Welcome to the Harry Potter Sorting Hat project! This machine learning-based web application classifies users into one of the four Hogwarts Houses based on their personality traits derived from the Big Five Personality Score.
Hogwarts was founded over a thousand years ago by four powerful wizards: Godric Gryffindor, Salazar Slytherin, Rowena Ravenclaw, and Helga Hufflepuff. They chose to split the students into four ‘houses’, each bearing their surnames and featuring young wizards and witches who displayed abilities and personalities they wanted to nurture.

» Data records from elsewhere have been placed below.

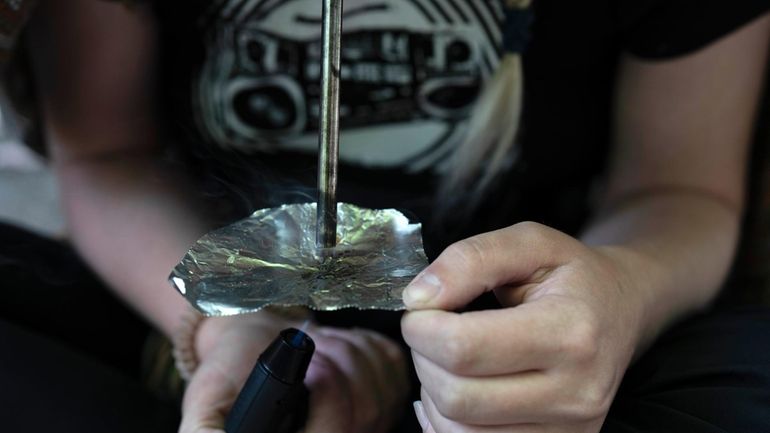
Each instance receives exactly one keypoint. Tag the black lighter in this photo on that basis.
(274, 398)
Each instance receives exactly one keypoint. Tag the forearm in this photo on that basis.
(132, 221)
(675, 248)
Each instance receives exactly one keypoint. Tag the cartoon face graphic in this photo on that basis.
(411, 70)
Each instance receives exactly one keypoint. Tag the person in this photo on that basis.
(653, 99)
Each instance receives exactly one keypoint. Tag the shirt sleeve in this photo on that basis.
(660, 29)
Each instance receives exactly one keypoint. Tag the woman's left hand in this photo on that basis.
(551, 361)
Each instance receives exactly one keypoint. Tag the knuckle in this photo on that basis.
(468, 251)
(535, 231)
(581, 342)
(591, 402)
(451, 402)
(459, 352)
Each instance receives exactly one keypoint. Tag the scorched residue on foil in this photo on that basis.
(270, 258)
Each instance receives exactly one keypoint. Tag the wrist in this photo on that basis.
(212, 329)
(642, 282)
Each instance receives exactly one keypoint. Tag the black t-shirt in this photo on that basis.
(239, 80)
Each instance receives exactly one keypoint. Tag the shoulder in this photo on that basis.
(659, 29)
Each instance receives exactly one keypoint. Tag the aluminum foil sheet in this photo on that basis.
(270, 258)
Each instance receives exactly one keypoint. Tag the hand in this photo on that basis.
(357, 378)
(551, 361)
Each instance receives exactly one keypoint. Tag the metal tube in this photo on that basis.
(328, 135)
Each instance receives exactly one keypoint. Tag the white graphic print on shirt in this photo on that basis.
(411, 70)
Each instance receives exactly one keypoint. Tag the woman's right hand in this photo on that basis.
(357, 378)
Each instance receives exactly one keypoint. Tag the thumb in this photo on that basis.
(207, 400)
(468, 268)
(330, 404)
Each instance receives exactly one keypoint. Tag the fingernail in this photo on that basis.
(419, 411)
(420, 291)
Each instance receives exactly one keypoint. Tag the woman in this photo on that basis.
(668, 89)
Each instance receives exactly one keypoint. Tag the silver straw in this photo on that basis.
(328, 135)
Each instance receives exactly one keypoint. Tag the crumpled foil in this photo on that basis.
(270, 258)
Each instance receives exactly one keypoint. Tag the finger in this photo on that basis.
(514, 255)
(360, 378)
(440, 424)
(330, 401)
(492, 342)
(388, 365)
(521, 398)
(207, 400)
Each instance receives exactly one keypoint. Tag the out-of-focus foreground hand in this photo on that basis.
(357, 378)
(550, 361)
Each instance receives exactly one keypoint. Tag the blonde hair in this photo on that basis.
(488, 146)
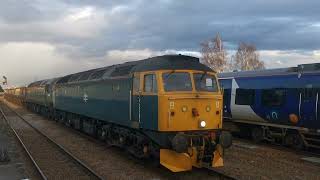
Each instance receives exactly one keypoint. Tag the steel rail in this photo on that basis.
(23, 146)
(59, 146)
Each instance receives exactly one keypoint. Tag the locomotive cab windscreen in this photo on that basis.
(190, 100)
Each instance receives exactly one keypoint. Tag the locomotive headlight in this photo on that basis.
(202, 123)
(184, 109)
(208, 108)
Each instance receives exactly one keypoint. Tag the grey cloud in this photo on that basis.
(161, 25)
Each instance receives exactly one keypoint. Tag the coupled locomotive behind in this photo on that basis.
(279, 105)
(166, 107)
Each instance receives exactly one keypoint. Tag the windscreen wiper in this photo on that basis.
(205, 73)
(168, 75)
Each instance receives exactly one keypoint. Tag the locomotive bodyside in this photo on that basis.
(167, 107)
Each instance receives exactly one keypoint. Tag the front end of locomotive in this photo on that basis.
(190, 109)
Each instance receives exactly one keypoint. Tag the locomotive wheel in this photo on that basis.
(257, 134)
(294, 140)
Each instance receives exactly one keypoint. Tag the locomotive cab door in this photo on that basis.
(144, 101)
(309, 107)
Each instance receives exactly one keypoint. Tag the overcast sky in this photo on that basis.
(44, 38)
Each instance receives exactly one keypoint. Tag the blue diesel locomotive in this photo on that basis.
(275, 105)
(167, 107)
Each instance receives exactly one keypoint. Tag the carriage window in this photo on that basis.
(308, 93)
(273, 97)
(150, 83)
(245, 96)
(205, 82)
(177, 81)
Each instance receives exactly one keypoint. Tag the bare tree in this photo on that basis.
(213, 54)
(247, 58)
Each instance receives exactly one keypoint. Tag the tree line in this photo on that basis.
(216, 57)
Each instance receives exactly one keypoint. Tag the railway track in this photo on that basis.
(51, 160)
(305, 152)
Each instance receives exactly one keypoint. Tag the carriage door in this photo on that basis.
(309, 107)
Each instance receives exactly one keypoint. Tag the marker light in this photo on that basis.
(208, 108)
(184, 108)
(203, 124)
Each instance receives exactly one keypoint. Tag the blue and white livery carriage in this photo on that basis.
(277, 104)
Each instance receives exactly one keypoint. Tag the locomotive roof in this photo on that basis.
(302, 68)
(165, 62)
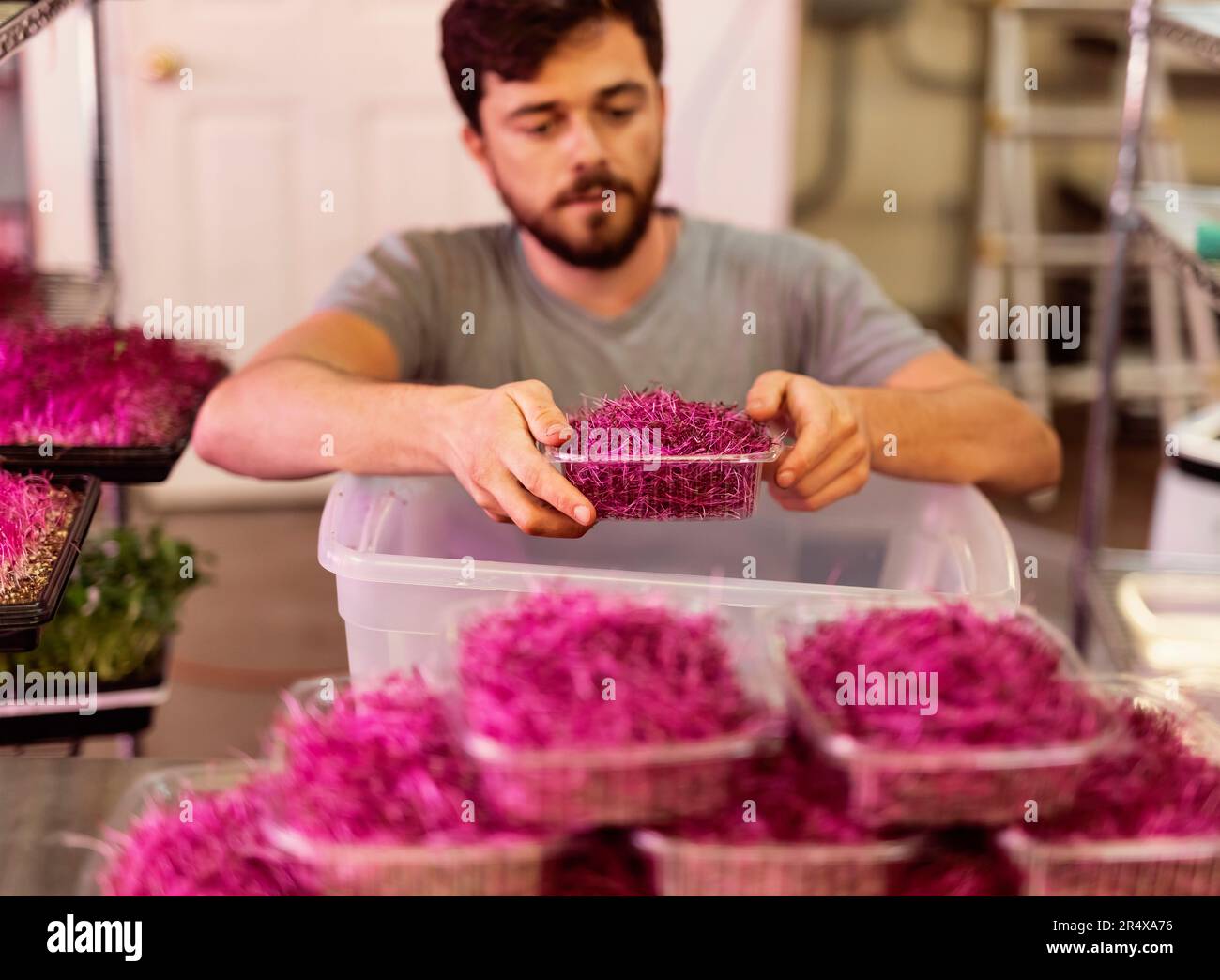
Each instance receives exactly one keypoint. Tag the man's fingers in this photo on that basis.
(812, 447)
(842, 486)
(846, 455)
(545, 482)
(529, 514)
(547, 423)
(765, 397)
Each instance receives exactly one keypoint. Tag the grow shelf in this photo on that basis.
(72, 298)
(114, 464)
(21, 624)
(20, 23)
(125, 707)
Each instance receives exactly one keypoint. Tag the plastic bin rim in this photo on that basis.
(657, 842)
(310, 850)
(1020, 846)
(504, 576)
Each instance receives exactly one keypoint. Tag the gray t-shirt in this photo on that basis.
(464, 308)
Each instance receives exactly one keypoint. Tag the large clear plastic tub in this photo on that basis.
(404, 549)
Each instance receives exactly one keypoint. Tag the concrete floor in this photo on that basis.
(269, 617)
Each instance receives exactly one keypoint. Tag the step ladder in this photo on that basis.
(1013, 255)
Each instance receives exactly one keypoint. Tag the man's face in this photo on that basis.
(590, 122)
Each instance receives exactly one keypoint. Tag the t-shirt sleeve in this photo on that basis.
(387, 287)
(861, 337)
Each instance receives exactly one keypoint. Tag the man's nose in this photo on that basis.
(585, 145)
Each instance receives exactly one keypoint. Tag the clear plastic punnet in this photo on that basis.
(691, 868)
(508, 866)
(581, 788)
(405, 549)
(938, 786)
(659, 487)
(1129, 866)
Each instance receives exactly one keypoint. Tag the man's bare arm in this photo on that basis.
(936, 419)
(322, 398)
(952, 425)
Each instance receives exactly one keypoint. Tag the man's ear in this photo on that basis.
(476, 145)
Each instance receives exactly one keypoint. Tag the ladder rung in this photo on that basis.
(1054, 7)
(1061, 251)
(1135, 376)
(1072, 122)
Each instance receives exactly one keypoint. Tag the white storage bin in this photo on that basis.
(403, 549)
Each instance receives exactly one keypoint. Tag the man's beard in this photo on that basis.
(598, 254)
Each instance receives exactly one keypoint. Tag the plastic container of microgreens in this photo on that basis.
(496, 868)
(708, 487)
(1129, 866)
(405, 551)
(694, 868)
(582, 788)
(938, 786)
(162, 788)
(21, 624)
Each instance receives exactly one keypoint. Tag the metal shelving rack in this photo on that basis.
(28, 23)
(1197, 28)
(84, 297)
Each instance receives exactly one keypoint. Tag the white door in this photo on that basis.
(235, 123)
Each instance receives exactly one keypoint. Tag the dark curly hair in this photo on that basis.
(513, 37)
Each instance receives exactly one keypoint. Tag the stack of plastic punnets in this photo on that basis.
(785, 798)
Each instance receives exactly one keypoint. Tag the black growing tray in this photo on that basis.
(61, 727)
(114, 464)
(21, 624)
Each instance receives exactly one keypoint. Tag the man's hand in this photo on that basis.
(489, 447)
(831, 455)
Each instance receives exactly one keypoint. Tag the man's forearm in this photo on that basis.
(292, 418)
(967, 434)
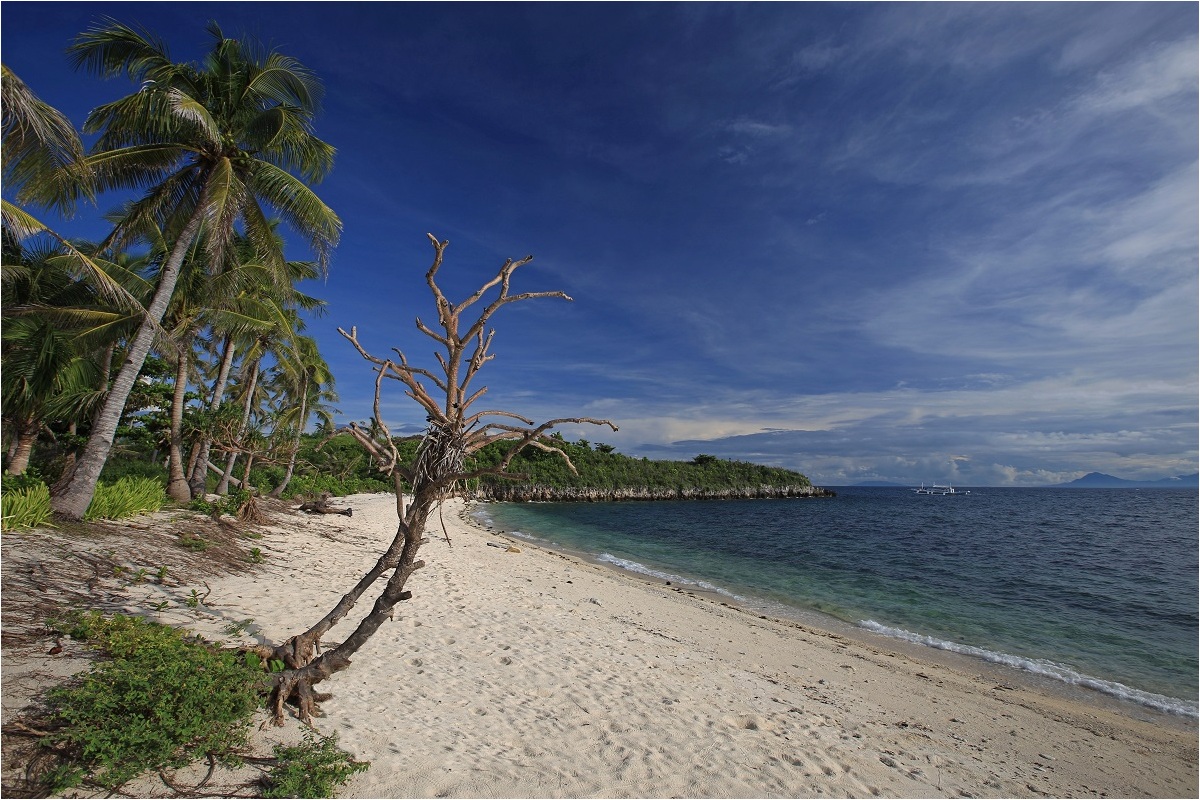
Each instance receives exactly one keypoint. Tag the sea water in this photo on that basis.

To do this, Godric Gryffindor used his magical hat – henceforward known as the Sorting Hat – to decide which children should go into which house, and so it has been ever since with a yearly Sorting Ceremony that places each new pupil into their own new home.
The four houses have different entry requirements, and nobody summed them up better than the old Sorting Hat itself in its welcoming song:
‘You might belong in Gryffindor,
Where dwell the brave at heart,
Their daring, nerve and chivalry
Set Gryffindors apart.’
‘You might belong in Hufflepuff
Where they are just and loyal
Those patient Hufflepuffs are true
And unafraid of toil.’
‘Or yet in wise old Ravenclaw
If you’ve a ready mind
Where those of wit and learning
Will always find their kind.’
‘Or perhaps in Slytherin
You’ll make your real friends
Those cunning folk use any means
To achieve their ends.’
- Overview
- Features
- Tech Stack
- Installation
- Usage
- Dataset
- Results
- Model Details
- Screenshots and Video
- Contributing
- License
- Contact
This project uses a machine learning model to predict a user’s Hogwarts House: Gryffindor, Hufflepuff, Ravenclaw, or Slytherin. The classification is based on the Big Five Personality Score, which measures personality traits such as openness, conscientiousness, extraversion, agreeableness, and neuroticism.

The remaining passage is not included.